Oil continues to ebb as OPEC meeting rumbles on

ForexSpace.com - Oil prices dived to an eight-month low Thursday, after weak consumer spending data from the U.S. reignited concern over the health of the world’s largest economy. Benchmark crude lost 70 cents after the data emerged yesterday, finishing up at $82.62 a barrel and completing a dive to an eight-month low on commodities charts.

Crude-oil futures were also riding on rough seas in Asia Thursday, ahead of a meeting of the Organization of Petroleum Exporting Countries (OPEC) in Vienna. As euro zone uncertainty rumbles on and Spanish bond yields hit the danger mark of 7 percent, OPEC members called into question the current oil production ceiling.

Early indications from the OPEC meeting have shown that the ceiling has been left in place to defend oil at $100 a barrel. But with Saudi Arabia still holding the strongest sway over the oil markets, they remain a force to be reckoned with as the debate rumbles on. Despite tumbling prices, Saudi Arabia have proposed raising the ceiling, amid calls from other members who insist that the current state of oversupply should surely necessitate curbed production.

“The wrong signal”

Analysts at Commerzbank have also commented about the perils of raising the ceiling: “Raising the oil output target would send out the wrong signal to the market”, they said in a note “as it would suggest that OPEC isn't willing to step down overproduction”.

Speaking today on Radio 4’s Today programme, independent energy consultant Cornelia Meyer (pictured) explained why Saudi Arabia might be keen to increase production. “Saudi Arabia looks at the state of the global economy and says ‘in order to dig ourselves out of the hole that is created  been left by the euro zone crisis, the slowdown in China, the slowdown in India, we need lower oil prices in order to help economies recover’. They are being good citizens in essence and saying ‘ok let’s increase’.”

Speaking ahead of the meeting, Meyer correctly predicted the direction of the conversation, adding her idea about a compromise that may eventually be reached. “What I think will happen is that they will probably decide not to increase the quota, to stay at the same quota and give in to me Iran and Venezuela and say let’s enforce quotas more”, she said.

IEA issues warning

The International Energy Agency (IEA) continue to warn against calling the market over-supplied, pointing out Iran’s oil exports have fallen by an estimated 40 percent since the beginning of the year, with western sanctions continuing to batter the nation’s oil industry. And a report issued by the agency has already been successful in its attempts to keep oil prices in the West low.

But the markets remain little changed by their pleas. "The IEA confirmed that there are stock builds and they don't want to say that the market is over-supplied, but it's not a game-changer in terms of prices and the market is still well-supplied," Olivier Jakob at Petromatrix in Zug said.
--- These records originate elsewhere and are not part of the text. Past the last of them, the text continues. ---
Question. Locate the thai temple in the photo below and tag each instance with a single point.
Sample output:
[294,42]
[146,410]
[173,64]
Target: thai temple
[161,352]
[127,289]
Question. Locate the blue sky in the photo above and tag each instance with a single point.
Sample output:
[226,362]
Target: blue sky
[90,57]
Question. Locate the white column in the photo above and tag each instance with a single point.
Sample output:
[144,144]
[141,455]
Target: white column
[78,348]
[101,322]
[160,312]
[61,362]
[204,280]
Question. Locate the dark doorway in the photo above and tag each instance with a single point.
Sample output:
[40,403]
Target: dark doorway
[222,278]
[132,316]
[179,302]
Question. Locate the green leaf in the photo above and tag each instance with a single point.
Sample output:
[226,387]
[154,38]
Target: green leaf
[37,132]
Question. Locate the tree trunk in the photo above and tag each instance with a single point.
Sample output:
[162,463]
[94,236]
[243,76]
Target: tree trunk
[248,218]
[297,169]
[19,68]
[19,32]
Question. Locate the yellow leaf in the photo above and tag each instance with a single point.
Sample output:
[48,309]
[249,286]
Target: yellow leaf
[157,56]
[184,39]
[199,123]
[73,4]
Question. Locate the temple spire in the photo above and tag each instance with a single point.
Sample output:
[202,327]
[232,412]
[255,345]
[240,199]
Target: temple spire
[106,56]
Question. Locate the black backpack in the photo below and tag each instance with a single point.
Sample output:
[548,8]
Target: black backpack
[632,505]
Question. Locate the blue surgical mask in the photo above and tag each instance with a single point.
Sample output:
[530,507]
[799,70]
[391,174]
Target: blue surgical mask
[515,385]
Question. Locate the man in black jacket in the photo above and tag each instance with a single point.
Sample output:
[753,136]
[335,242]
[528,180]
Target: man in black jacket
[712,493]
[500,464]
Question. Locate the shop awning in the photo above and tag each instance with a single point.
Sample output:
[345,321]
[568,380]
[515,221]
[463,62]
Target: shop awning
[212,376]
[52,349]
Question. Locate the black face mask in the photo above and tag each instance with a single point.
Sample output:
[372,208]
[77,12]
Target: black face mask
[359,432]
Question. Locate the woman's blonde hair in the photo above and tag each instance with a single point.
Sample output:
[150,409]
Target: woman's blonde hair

But with one of the world’s biggest consumers of oil and fossil fuels – the US - turning to shale gas production for increasing amounts of its energy supply, questions have been raised about the role of OPEC moving forward. But is quick to defend to organisation’s role: “It does matter what OPEC say as they control 42 percent of the output for oil, in ten years maybe 50 percent. Shale gas is different, shale gas is not oil. Oil is mainly used for transportation purposes, gas is used for power production and the chemical sector.

“Gas is regional unless you condense it and liquefy it - like natural gas - and ship it around the world, gas is a very regional commodity. Not a global commodity like oil.”

Overall, oil prices have dropped from a $128 peak for the year in March to $97,  commodities charts have shown, in part because the economic outlook has darkened but also because of increased Saudi output that in April set a 30-year high of 10.1 million barrels a day. Such a statistic confirms the importance of the oil-producing nation’s complicity in any plan to keep a production ceiling in place.